An ideal time to ask for a referral
  • sales
  • Blog post

An ideal time to ask for a referral

Your customer has just paid you a compliment. And not just about your product or service. She’s given you positive feedback on the relationship. “I always know I can count on you,” she says. “You’re not like those other salespeople.”

What’s your reaction? Most salespeople, being human, would bask in the praise. They’d thank the customer. They’d spend the rest of the day feeling good about themselves.

What they probably wouldn’t do is try and do some business. And rightly so, to some extent. If you try to sell the customer something in that moment, it could come across as crass and manipulative, and cause harm to the relationship itself.

But what won’t harm the relationship, research suggests, is if you ask for something else: a referral.

What the research found

Professors of sales and marketing at Western Carolina and Georgia State universities surveyed more than 400 customers of a B2B service. They asked questions about such factors as satisfaction with the salesperson, trust in the salesperson, potential conflict with the salesperson, and positive appraisal of the overall relationship.

These same customers were also asked about their willingness to provide sales referrals to their salesperson.

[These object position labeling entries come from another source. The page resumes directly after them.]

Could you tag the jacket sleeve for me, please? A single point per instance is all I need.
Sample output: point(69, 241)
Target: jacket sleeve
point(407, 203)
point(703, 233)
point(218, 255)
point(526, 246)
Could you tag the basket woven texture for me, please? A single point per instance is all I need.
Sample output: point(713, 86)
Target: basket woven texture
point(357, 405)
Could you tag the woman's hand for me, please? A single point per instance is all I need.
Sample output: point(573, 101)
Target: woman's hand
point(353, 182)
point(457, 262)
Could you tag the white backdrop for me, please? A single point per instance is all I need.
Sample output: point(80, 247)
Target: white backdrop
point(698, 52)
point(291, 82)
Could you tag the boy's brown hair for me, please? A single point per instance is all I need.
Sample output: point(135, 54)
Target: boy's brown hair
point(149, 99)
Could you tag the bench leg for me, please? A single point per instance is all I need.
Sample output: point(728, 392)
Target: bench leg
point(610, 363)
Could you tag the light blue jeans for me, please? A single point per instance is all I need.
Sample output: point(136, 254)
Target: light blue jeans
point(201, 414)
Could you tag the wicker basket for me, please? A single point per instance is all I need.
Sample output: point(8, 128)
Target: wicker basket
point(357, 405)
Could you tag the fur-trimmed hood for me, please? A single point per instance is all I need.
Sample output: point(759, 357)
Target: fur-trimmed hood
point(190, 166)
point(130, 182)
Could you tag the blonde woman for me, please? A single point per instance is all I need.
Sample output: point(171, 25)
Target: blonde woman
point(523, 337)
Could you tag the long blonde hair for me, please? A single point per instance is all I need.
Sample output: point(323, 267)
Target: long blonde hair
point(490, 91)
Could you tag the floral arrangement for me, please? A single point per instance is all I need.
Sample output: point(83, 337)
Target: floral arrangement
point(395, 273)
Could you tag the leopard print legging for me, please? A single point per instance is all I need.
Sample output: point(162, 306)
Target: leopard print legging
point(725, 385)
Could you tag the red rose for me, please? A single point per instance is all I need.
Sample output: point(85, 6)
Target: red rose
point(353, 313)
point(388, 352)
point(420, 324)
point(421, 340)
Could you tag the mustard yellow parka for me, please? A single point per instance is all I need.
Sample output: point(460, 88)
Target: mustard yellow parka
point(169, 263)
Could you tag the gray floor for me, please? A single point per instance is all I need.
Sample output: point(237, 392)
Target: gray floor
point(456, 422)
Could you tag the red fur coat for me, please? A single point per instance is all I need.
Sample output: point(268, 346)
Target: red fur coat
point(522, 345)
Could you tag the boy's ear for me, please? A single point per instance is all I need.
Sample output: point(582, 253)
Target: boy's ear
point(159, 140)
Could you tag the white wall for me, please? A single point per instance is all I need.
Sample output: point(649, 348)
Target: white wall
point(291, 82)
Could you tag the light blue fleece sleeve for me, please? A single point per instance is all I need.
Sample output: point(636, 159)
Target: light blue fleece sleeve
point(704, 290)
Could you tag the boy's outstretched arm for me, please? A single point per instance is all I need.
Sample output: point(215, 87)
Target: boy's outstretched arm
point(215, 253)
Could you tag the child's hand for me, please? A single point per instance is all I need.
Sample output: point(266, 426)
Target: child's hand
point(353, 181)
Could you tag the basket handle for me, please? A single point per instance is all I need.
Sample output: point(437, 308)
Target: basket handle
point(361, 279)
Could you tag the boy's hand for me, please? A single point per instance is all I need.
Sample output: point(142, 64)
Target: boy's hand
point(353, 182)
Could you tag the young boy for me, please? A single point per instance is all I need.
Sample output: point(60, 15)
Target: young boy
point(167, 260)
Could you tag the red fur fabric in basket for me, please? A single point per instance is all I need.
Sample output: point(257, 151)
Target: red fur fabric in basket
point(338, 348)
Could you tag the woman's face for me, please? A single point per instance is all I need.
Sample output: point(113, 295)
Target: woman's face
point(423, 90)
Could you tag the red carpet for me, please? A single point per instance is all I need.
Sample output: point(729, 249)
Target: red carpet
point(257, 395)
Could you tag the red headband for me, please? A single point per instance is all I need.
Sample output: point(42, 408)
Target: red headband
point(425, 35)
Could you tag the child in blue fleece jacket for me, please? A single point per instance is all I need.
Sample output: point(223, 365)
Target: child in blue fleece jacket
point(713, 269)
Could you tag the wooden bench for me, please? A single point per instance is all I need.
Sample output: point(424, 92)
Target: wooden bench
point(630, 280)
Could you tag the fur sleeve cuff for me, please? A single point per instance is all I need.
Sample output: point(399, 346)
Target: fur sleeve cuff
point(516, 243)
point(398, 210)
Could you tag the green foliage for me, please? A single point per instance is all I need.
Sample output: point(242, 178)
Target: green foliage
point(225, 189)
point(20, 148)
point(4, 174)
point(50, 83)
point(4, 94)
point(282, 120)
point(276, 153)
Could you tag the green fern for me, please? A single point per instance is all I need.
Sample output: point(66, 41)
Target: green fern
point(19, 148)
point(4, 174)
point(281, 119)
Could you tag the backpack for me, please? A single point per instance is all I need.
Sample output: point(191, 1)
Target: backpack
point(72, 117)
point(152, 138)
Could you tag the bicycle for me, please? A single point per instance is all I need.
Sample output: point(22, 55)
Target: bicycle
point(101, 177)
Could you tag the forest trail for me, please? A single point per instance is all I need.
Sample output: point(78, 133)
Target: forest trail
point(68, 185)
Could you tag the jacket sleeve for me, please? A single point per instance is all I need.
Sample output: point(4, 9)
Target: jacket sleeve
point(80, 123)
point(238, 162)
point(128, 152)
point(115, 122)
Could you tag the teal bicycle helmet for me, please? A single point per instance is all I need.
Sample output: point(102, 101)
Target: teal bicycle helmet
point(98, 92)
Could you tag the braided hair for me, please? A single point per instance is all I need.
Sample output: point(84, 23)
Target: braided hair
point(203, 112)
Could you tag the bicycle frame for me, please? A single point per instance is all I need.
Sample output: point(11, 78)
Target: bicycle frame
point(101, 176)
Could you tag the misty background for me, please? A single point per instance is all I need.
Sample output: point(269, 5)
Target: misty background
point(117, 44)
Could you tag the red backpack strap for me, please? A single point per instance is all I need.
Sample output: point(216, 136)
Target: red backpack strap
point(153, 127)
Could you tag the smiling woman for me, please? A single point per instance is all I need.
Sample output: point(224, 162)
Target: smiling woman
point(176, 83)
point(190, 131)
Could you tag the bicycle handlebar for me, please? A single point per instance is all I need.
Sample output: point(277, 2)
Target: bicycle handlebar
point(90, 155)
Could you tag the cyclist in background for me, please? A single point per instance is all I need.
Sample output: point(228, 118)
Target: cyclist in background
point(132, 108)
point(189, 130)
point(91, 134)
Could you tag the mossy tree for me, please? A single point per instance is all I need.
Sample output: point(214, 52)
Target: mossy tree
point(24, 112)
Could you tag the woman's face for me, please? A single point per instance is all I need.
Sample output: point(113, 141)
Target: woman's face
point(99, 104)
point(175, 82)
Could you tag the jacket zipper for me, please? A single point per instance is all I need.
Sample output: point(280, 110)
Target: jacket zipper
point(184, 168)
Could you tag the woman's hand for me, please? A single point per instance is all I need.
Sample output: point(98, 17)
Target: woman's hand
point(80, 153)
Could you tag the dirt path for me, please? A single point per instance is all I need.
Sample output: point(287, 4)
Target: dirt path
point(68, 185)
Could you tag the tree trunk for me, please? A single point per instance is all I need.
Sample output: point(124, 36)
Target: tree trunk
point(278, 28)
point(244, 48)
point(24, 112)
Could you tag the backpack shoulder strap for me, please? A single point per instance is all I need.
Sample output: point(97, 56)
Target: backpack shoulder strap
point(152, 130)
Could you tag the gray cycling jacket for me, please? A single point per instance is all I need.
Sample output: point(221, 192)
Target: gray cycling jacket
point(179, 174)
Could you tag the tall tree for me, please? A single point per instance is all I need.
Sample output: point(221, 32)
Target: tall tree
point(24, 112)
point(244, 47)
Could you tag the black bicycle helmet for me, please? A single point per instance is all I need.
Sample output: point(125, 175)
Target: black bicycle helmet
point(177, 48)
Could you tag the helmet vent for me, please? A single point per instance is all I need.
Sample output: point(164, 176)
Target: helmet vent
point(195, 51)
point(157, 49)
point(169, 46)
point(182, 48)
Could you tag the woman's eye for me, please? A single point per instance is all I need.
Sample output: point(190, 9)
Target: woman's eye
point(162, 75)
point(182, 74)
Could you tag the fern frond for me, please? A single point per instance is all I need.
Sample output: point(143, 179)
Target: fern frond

Then the researchers ran a correlation check among the various answers, and found customers who expressed a positive appraisal of the overall relationship also felt good about providing a referral to the salesperson.

Go ahead and ask

So any fears about asking for a referral in these circumstances appear to be unfounded. When customers feel good about the sales relationship, they want to share the good news. It’s a triple win for them: They want to do something good for you. They want to help their colleagues and contacts enjoy the same benefits they’re getting. And they want people to know that they’ve chosen a vendor wisely.

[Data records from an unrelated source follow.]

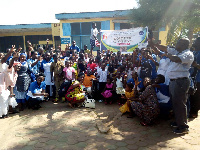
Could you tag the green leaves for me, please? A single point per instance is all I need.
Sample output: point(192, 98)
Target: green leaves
point(181, 16)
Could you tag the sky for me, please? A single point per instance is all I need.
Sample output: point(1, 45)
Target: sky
point(43, 11)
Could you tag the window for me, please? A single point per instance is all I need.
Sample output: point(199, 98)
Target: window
point(125, 26)
point(75, 28)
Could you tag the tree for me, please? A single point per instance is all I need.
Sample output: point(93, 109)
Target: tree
point(182, 16)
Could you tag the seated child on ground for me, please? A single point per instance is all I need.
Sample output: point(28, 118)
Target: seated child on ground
point(119, 88)
point(87, 82)
point(129, 94)
point(36, 92)
point(162, 92)
point(107, 93)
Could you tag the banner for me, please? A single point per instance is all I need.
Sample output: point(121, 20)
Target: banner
point(124, 40)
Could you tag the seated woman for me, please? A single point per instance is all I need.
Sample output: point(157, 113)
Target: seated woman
point(146, 107)
point(36, 92)
point(162, 92)
point(75, 93)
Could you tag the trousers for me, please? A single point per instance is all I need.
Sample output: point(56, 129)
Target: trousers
point(179, 94)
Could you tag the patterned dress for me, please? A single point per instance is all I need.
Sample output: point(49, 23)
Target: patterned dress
point(108, 92)
point(74, 94)
point(22, 83)
point(148, 107)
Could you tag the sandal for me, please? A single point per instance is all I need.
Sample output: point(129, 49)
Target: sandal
point(143, 123)
point(70, 105)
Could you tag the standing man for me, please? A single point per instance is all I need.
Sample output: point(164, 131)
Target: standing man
point(195, 99)
point(93, 36)
point(178, 73)
point(74, 47)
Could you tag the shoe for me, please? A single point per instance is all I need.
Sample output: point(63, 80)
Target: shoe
point(181, 131)
point(55, 100)
point(173, 124)
point(63, 99)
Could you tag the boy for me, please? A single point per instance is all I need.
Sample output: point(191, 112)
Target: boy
point(56, 68)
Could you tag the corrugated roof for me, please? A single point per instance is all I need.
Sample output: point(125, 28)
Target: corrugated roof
point(87, 15)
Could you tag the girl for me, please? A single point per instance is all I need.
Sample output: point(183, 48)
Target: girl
point(119, 88)
point(45, 67)
point(75, 92)
point(22, 83)
point(107, 93)
point(129, 94)
point(146, 107)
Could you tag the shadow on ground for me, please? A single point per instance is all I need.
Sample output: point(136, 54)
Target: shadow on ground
point(56, 126)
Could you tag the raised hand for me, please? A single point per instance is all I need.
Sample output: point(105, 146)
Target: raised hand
point(137, 82)
point(13, 48)
point(19, 49)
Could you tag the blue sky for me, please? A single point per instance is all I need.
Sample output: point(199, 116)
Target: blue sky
point(43, 11)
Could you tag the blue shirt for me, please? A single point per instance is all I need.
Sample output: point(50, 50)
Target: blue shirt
point(163, 93)
point(34, 88)
point(8, 60)
point(140, 84)
point(44, 62)
point(197, 59)
point(74, 47)
point(154, 72)
point(34, 69)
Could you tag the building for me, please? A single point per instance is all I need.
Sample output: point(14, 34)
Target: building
point(72, 26)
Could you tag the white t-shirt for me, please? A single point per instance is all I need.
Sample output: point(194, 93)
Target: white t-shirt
point(180, 70)
point(94, 32)
point(102, 75)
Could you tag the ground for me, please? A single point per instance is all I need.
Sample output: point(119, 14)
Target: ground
point(56, 126)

Which means that one of the best times to ask for a referral is when the customer has a positive overall appraisal of the relationship, and signal it with a compliment. As examples of positive relationship appraisal cues, the researchers cited customer remarks like these: ‘‘I really appreciate what you’ve done for me,’’ or ‘‘Thanks for helping me out,” or “Most salespeople I know aren’t as responsive as you.’’

So when your customer gives you positive feedback, go ahead and enjoy it. You worked hard to earn it. But don’t leave it at that. Initiate a conversation to explore who they know who might benefit from what you provide.